During our PoC in Honduras, we used CNN, U-net architecture, a proven standard of the industry. It involved the development of ML algorithms to identify socially vulnerable urban areas, to predict their spatial growth patterns (recurring CNN) and to identify areas at risk from flooding (hybrid models for flooding susceptibility). Input layers for ML training for rain/river flooding include aspect, slope, elevation, terrain water absorption, and flow accumulation. The combination of these different layers and algorithms enabled us to identify current flood hazards throughout the city, focused on those faced by socially vulnerable urban areas, and to predict future hazardous land as well as how settlements will evolve. The final output is an up-to-date flood-risk heat-map applicable to the city and its region, featuring the footprints of socially vulnerable areas at present and in the proximate future.
We are proud to state that, while developing our PoC for river and flash-flooding layer feasibility in Honduras in 2020, we were able to provide “just in time” information (in the form of a predictive flooding risk map) to our Honduran partner IHCIT for the city of Tegucigalpa during last year’s catastrophic flooding season in the country.
Our ML component combines optical and microwave remote sensing techniques. The PoC was conceived to demonstrate that ML can obtain plausible and valuable results (averaging 80+% certainty) using data in the public domain. We tested, compared and retrained both free high- def-model (satellite images (res 0.40 meters, 2013)) with lower-def-images (Sentinel 2) for better results; although lower-resolution image delivered less local details. We are now in the process of improving our algorithms.

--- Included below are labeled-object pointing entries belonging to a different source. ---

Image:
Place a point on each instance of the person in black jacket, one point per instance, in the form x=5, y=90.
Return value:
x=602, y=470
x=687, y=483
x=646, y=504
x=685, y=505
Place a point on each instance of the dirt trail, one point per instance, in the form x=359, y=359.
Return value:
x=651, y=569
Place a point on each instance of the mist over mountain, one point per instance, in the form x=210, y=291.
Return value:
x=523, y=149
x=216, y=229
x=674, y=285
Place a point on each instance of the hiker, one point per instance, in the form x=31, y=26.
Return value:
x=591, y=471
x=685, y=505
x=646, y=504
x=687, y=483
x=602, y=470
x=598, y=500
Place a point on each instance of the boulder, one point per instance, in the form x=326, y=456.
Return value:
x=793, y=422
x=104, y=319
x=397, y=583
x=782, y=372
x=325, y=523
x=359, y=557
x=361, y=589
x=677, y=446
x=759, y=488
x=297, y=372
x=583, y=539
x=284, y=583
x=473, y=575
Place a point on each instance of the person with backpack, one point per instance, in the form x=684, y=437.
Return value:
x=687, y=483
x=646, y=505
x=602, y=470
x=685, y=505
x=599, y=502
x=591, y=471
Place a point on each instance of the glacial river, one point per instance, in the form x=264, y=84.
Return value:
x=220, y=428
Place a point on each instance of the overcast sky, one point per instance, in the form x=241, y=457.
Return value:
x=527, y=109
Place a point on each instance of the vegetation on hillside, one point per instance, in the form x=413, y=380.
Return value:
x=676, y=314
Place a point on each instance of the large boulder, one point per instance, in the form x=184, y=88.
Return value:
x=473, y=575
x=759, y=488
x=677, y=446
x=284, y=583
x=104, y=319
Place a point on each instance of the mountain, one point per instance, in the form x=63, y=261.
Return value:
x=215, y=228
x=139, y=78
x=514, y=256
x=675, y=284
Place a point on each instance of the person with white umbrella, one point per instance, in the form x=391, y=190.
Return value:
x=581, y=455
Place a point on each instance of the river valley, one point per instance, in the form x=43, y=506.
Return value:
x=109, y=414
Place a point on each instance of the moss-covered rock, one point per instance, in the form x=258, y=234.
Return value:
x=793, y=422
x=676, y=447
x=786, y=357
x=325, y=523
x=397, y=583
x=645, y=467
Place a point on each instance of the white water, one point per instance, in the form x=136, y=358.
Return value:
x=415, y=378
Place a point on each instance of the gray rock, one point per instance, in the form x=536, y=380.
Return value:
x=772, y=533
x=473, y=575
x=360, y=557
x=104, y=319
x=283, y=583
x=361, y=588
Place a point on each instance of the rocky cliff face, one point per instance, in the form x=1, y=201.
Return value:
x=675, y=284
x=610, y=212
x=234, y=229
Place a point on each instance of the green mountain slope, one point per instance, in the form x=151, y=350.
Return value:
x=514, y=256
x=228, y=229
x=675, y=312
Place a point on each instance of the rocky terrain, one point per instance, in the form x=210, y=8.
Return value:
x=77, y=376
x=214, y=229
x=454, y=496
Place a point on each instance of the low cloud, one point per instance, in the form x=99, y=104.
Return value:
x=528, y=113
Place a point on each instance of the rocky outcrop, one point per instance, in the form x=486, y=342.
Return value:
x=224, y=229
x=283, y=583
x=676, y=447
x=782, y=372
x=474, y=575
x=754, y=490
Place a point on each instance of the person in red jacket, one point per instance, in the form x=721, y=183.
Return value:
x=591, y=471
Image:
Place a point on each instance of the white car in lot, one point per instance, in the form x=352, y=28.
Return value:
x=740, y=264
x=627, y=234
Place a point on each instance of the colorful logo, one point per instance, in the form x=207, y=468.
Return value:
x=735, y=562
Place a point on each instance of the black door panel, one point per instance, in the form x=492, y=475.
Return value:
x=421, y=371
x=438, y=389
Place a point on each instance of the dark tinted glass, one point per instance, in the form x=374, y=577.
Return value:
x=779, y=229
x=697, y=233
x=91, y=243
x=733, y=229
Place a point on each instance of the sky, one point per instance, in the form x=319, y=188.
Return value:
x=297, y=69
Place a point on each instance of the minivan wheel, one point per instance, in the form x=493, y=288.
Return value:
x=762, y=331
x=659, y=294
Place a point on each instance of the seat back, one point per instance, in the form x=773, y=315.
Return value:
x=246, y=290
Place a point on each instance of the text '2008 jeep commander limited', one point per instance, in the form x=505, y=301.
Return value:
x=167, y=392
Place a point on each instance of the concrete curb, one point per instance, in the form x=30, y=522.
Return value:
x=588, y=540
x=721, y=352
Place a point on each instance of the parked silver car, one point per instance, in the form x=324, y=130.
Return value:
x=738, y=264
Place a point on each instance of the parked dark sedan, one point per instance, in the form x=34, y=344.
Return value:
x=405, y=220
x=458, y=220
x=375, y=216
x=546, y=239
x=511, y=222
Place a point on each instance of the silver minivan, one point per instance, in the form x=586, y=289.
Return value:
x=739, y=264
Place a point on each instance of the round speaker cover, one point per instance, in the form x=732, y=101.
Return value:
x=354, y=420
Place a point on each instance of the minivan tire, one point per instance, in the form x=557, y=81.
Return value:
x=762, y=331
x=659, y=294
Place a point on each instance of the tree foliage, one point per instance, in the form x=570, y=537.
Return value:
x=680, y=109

Alignment with our Mission
For the past two decades, as urban and regional planners at the Institute for International Urban Development (I2UD), spun off from the Harvard Graduate School of Design in 2005, we have pioneered strategic planning centered on climate change adaptation, social inclusion and informal settlements, and local capacity building throughout the Global South. Our mission is “to formulate sustainable urban and regional development strategies with local governments and communities building upon their unique cultural and social assets.” To preserve these local assets, it is our mandate to co-design with local partners; thus local crowdsourcing intelligence and local data validation is of paramount importance.
This project furthers our mission in consonance with our expertise and track record, as it leverages cutting-edge data and data processing technologies to help cities and communities plan for a sustainable future in the face of climate change. We seek data production to provide concrete, more climate-resilient, inclusive and equitable planning outcomes, particularly to foster climate change adaptation and mitigation through an emphasis on nature based, green infrastructure, and ecosystem restoration solutions with benefits for an entire city and region, and focused on the most socially vulnerable populations.